Fresh out of college with my new degree in hand, I took my first HR job, ready to revolutionize my new workplace. Of course, I had no idea what was in store for me. Effecting change is a lot of work; it is a lot of pushing, prodding, and coming up against brick walls. It is almost enough to make the status quo look inviting.
I have found though, that change can happen, and one of the best ways to encourage change is to have a solid employee motivational program in place. Although a simple program is easy to implement and maintain, I have seen that the idea is often discounted or practiced inconsistently.
My motivational program has four parts and costs very little, yet it has made a great impact on the company. My strategy is easy: Set long-term goals but award in the short term. At the start of the year, employees are asked to meet goals throughout the year that increase company productivity and revenue. For example, one of our companywide challenges for this year was for employees to have a year of perfect attendance.
Once the goals are established, the next hurdle is to keep employees focused on the long-term goals in the present. I do this through a series of reward levels. This is how "Operation Motivate Employees" was born. It has four parts.
Part One: Reward Weekly
Every week, short praise notes are sent to employees in each department throughout the company. Notes contain such praise as "Thanks for going the extra mile with your customer" or "Thanks for staying late to get the job done!" (You can do this yourself if you are able to observe employee actions, or you can insist that managers and supervisors single out employees each week.)
Part Two: Reward Monthly
Every month each department has a breakfast awards meeting to honor employees who have met the established goals for the entire month. Additionally, the department that has performed the best for the month earns the company's "traveling trophy." The only cost is the price of breakfast food (donuts are always a favorite), a congratulatory certificate, and candy bars to go with the certificates. (Set up a clear system for calculating the departmental traveling trophy winnercompetition can become fierce!)

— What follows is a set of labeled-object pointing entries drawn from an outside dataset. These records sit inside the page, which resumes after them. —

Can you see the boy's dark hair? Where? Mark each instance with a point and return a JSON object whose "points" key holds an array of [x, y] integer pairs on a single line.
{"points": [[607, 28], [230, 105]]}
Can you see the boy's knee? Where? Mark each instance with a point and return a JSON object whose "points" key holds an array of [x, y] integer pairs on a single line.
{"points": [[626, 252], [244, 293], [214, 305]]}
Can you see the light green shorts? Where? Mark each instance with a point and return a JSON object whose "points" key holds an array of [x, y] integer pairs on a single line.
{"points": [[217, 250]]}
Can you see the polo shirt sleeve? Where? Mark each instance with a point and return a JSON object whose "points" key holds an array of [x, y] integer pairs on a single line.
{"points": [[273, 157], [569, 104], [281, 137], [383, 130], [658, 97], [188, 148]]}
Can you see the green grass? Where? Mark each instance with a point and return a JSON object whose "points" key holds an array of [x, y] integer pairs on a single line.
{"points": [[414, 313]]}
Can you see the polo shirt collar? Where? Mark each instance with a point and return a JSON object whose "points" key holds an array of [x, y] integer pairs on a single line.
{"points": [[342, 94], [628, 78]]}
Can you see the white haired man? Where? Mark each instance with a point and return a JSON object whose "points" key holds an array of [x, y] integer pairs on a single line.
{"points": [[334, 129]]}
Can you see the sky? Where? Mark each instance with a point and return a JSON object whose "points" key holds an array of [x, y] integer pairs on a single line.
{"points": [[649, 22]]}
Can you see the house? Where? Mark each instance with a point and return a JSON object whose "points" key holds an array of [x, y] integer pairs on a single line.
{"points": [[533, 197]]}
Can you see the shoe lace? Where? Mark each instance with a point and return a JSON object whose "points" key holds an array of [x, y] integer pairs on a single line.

Part Three: Reward Quarterly
Once each quarter the entire company meets for awards. Employees who have met or exceeded the established goals for the entire quarter are recognized. Prizes include coupons for paid time off or small gift cards, and, of course, there are always donuts!
Part Four: Reward Yearly
At the end of the year, at a special event, the company honors employees who have met the established goals all year long. The prizes are significant (OK, this does cost more than a donut), and the employees strive to earn them.
To date, this simple strategy has employees working harder than ever before. They want to win the traveling trophy recognizing their department as the best in the company, they want to earn the individual prizes, and they want to be recognized in front of their peers.
And the payoff for the company? Absenteeism is down 48%, productivity is up, and the company has directly saved $9,500.
The great thing about a motivational program like this one is it can be designed and tweaked to fit any company. Our company is small, and giving rewards often keeps the employees focused. A bigger organization may have different needs, but regardless of the size or nature of your organization, the foundation that a motivational program lays has the potential to make the revolutionary changes you have in mind. I'm already making the ones I had in mind at the start of my career.